Final answer:
To calculate the final volume of an air bubble before it breaks the sea surface, we must apply the combined gas law, taking into account the changes in both pressure and temperature as the bubble rises from 18 m below the surface, where the sea density is 1606 kg/m³ and the temperature is 8°C, to the surface with a temperature of 25°C.
Step-by-step explanation:
The student is asking about the behavior of a gas bubble under changing pressure conditions as it rises from the depths of a sea to the surface, which involves the combined gas law in physics. The bubble's volume at the surface can be determined by using the combined gas law, which relates pressure, volume, and temperature changes of a gas. We assume that the amount of gas in the bubble (number of moles n) is constant, and we can ignore any solubility effects of the gas in water given the short time span of a bubble's ascent.
At a depth of 18 m below the surface, the absolute pressure can be calculated by adding the atmospheric pressure (1 atm) to the pressure due to the weight of the seawater above the diver (calculated using the depth, the density of seawater, and the acceleration due to gravity). The volume of the bubble at the surface can be found by applying Boyle's Law (for pressure-volume changes at constant temperature) and Charles's Law (for volume-temperature changes at constant pressure). These principles are combined since both the pressure and temperature of the bubble change during the ascent.

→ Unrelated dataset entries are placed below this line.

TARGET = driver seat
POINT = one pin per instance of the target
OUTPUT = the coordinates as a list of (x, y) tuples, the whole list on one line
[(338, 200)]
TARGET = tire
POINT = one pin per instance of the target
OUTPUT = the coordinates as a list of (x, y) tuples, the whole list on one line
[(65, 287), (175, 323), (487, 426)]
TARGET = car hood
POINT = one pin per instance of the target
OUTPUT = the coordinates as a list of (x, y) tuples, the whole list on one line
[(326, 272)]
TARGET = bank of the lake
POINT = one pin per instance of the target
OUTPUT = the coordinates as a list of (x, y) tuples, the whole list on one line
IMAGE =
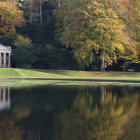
[(68, 75)]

First, we need to convert the initial volume given in cm³ to L for consistency with typical gas law applications:
0.8 cm³ = 0.0008 L
Then, we would calculate the initial pressure at 18 m depth and the final pressure at the surface (assuming it's 1 atm), convert the temperatures from Celsius to Kelvin, and apply the combined gas law as follows:
P1 * V1 / T1 = P2 * V2 / T2
Where P1 is the initial pressure, V1 is the initial volume, T1 is the initial temperature, P2 is the final pressure (1 atm), V2 is the final volume, and T2 is the final temperature. After rearranging the equation and inserting the respective values, we can solve for V2, the final volume of the bubble before it breaks the surface.